L’homme avait “une chance de réveil nulle”, selon les propres mots du chef du service de réanimation qui l’a pris en charge. Et pourtant, après des heures d’efforts des équipes médicales, l’impossible s’est produit. Le cœur du patient, qui avait arrêté de battre pendant 18 heures, s’est remis à palpiter. L’homme âgé de 53 ans est sauvé. 


C’est au CHU Lapeyronie de Montpellier (Hérault) que ce “miracle” s’est produit, rapporte ce jeudi Le Midi Libre. Le 12 mars dernier, ce Biterrois était censé rentrer chez lui après une visite chez son frère. Sans nouvelles, ses proches se lancent alors à sa recherche et le retrouvent à terre, inconscient, au bord de du fleuve Orb. 

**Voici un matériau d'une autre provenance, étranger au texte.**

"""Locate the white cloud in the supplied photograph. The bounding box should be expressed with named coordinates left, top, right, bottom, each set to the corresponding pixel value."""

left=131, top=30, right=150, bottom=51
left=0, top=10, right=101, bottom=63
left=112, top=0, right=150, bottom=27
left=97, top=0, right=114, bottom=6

"Il se remet de ses émotions"

L’état du patient est grave. En arrêt cardiaque, il est également en hypothermie majeure : sa température corporelle est tombée à 22 degrés. Il est d’abord transporté à l’hôpital de Béziers. Les secouristes ne relâchent pas leurs efforts et continuent le massage cardiaque pendant des heures.’ Puis il est héliporté au CHU de Montpellier. “Les probabilités de survie avoisinaient 0 %. Quand on sait qu'au bout de quarante minutes, le pronostic est plus que sombre...”, confie Jonathan Charbit, chef du service de réanimation de l’hôpital au quotidien régional. Le cœur du patient ne bat toujours pas, mais des machines prennent le relais. Et soudain, après 18 heures, il se remet à palpiter timidement. 


Plusieurs jours après, le patient va bien. “Il est en train de se remettre de ses émotions. Il a pu marcher, répondre aux ordres simples”, explique Jonathan Charbit.

Sauvé par le froid ?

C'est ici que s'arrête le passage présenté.